From: Pavel Begunkov <[email protected]>
To: Michael Stoler <[email protected]>
Cc: [email protected], Jens Axboe <[email protected]>
Subject: Re: io_uring networking performance degradation
Date: Mon, 26 Apr 2021 12:49:12 +0100 [thread overview]

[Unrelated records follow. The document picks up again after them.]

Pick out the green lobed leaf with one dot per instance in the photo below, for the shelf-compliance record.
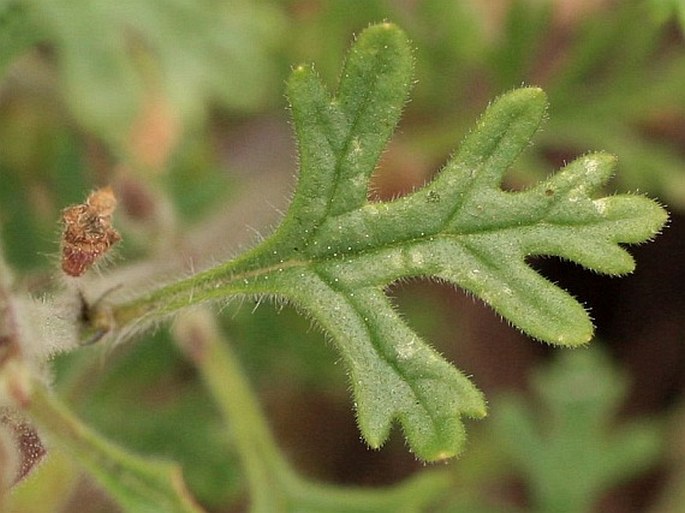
(335, 251)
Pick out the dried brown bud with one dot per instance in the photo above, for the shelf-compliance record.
(88, 232)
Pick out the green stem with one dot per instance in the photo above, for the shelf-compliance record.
(138, 484)
(234, 277)
(268, 473)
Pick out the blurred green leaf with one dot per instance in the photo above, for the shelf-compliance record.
(116, 56)
(572, 451)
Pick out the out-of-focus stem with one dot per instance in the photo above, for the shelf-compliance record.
(268, 473)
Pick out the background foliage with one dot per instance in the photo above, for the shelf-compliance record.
(181, 105)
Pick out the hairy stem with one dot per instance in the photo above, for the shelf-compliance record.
(267, 471)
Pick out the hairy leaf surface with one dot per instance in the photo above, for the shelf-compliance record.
(336, 252)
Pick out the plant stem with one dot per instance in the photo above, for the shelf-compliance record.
(138, 484)
(268, 473)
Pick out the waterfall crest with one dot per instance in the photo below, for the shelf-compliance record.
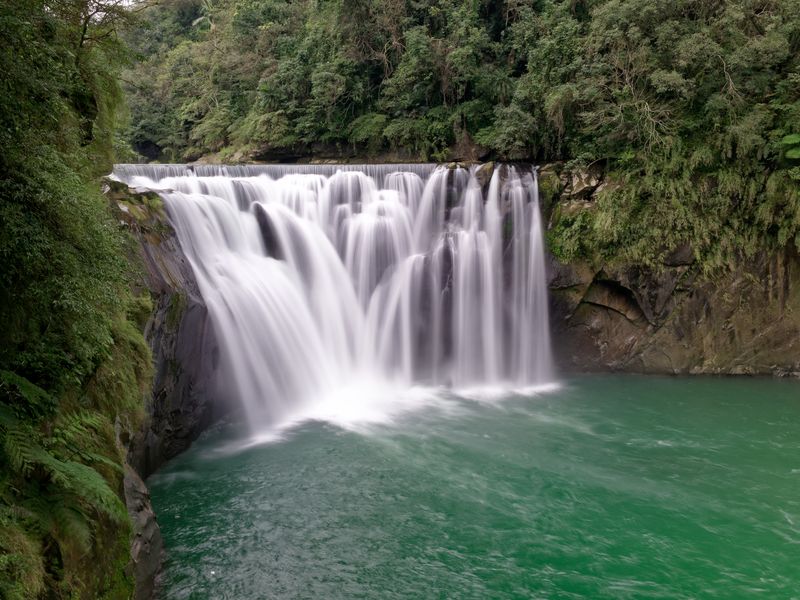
(316, 276)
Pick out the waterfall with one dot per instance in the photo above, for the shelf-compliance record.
(316, 276)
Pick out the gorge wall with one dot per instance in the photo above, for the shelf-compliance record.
(667, 319)
(671, 318)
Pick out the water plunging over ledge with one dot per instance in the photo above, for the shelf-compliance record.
(327, 282)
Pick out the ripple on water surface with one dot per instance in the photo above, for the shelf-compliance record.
(609, 487)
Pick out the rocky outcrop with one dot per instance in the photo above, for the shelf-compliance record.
(146, 546)
(185, 353)
(184, 401)
(631, 318)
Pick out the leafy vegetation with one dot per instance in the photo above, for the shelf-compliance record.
(694, 105)
(71, 363)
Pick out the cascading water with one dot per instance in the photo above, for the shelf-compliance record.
(319, 276)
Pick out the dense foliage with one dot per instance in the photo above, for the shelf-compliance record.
(691, 104)
(71, 362)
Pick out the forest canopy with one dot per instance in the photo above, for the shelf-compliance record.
(693, 106)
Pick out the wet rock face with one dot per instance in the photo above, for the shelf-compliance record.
(185, 400)
(673, 321)
(147, 548)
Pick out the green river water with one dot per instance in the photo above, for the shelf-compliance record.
(609, 487)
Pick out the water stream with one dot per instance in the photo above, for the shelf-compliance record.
(347, 289)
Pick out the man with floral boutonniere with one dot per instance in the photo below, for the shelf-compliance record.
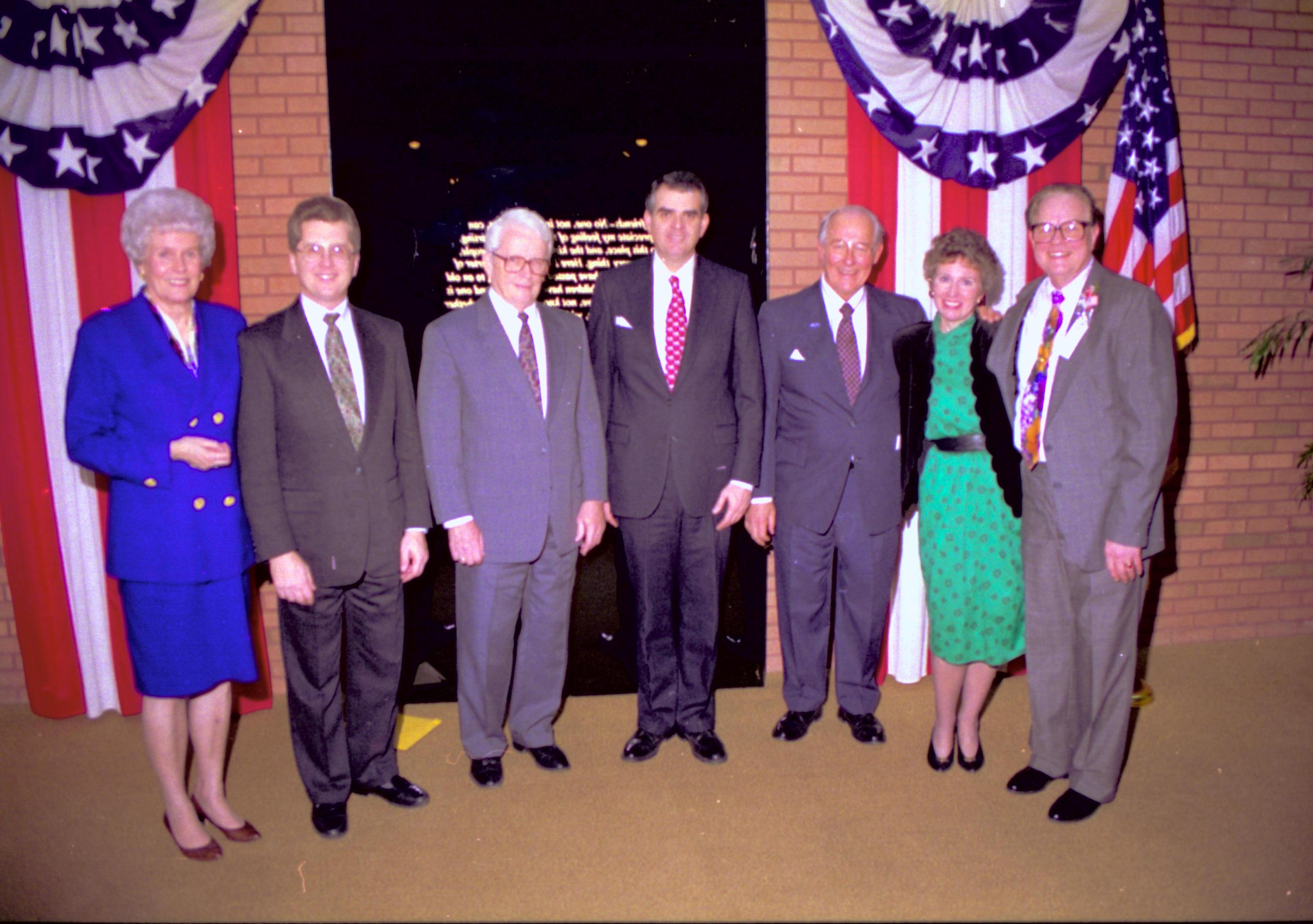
(1085, 363)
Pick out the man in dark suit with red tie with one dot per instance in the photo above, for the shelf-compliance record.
(334, 483)
(679, 384)
(830, 473)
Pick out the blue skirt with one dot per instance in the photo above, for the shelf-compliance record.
(188, 638)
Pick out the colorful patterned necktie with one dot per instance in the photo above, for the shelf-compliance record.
(846, 342)
(1033, 402)
(677, 326)
(528, 359)
(343, 384)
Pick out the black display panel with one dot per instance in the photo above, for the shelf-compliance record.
(443, 115)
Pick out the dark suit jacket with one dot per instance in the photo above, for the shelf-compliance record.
(914, 355)
(308, 489)
(812, 431)
(710, 427)
(129, 397)
(1110, 418)
(488, 449)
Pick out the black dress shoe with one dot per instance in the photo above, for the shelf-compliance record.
(329, 818)
(549, 757)
(486, 771)
(644, 744)
(935, 763)
(1073, 806)
(707, 747)
(795, 725)
(975, 763)
(866, 727)
(402, 793)
(1029, 780)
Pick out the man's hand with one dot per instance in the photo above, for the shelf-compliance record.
(414, 554)
(590, 526)
(734, 502)
(761, 523)
(200, 452)
(1125, 562)
(466, 544)
(292, 578)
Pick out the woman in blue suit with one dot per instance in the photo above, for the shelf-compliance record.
(153, 400)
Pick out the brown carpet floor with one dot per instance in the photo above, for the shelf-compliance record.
(1215, 819)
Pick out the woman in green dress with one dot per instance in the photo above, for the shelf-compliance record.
(963, 469)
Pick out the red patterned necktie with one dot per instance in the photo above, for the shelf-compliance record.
(846, 342)
(677, 325)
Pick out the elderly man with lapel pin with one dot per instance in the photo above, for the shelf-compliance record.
(1085, 363)
(832, 473)
(334, 483)
(518, 476)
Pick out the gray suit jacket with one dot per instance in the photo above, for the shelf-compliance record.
(710, 427)
(1110, 418)
(489, 453)
(306, 488)
(812, 431)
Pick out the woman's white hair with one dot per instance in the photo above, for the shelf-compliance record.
(520, 217)
(166, 210)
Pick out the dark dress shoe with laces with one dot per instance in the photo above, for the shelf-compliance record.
(1029, 780)
(402, 793)
(795, 725)
(644, 744)
(486, 771)
(1073, 806)
(866, 727)
(549, 757)
(707, 747)
(329, 818)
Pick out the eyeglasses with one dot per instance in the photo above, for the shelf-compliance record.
(335, 252)
(1073, 230)
(539, 265)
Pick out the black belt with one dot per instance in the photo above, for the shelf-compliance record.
(960, 444)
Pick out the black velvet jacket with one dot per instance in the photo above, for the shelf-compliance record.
(914, 355)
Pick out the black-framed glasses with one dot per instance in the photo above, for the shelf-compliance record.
(539, 265)
(1073, 230)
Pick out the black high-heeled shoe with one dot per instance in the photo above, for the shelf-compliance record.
(935, 763)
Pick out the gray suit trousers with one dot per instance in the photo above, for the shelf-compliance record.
(804, 562)
(1080, 653)
(490, 665)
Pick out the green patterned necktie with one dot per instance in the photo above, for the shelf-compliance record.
(343, 384)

Message-ID: <[email protected]> (raw)
In-Reply-To: <CAN633e=OkHW-hYNhCgQLakRu4SjUXD5Ut8UYsrvTzwH54U4mzA@mail.gmail.com>
On 4/25/21 10:52 AM, Michael Stoler wrote:
> Because of unstable working of perf over AWS VM I recheck test on
> physical machine: Ubuntu 20.04, 5.8.0-50-generic kernel, CPU AMD EPYC
> 7272 12-Core Processor 3200MHz, BogoMIPS 5789.39, NIC melanox 5,
> Speed: 25000Mb/s Full Duplex.
> Over physical machine performance degradation is much less pronounced
> but still exists:
> io_uring-echo-server Speed: 143081 request/sec, 143081 response/sec
> epoll-echo-server Speed: 150692 request/sec, 150692 response/sec
> epoll-echo-server is 5% faster
Have to note that I haven't check the userspace programs, so not sure
it's a fair comparison (may be or may be not). So, with it being said:
1) The last report had lot of idle time, so it may be a question of
latency but not throughput for it.
2) Did you do proper pinning to a CPU/core? taskset or cset? Also,
did it saturate the CPU/core you used in the most recent post?
3) Looking at __skb_datagram_iter taking 1%, seems there are other
tasks taking a relatively good share of CPU/NIC resources. What is
this datagram? UDP on the same NIC? Is something else using your
NIC/interface?
4) don't see even close anything related to io_uring in the recent
run, and it was only a small fraction in previous ones. So it's
definitely not the overhead on submit/complete. If there is a
io_uring problem, it could be the difference in polling / iowq
punting comparing with epoll. It may be interesting to look into.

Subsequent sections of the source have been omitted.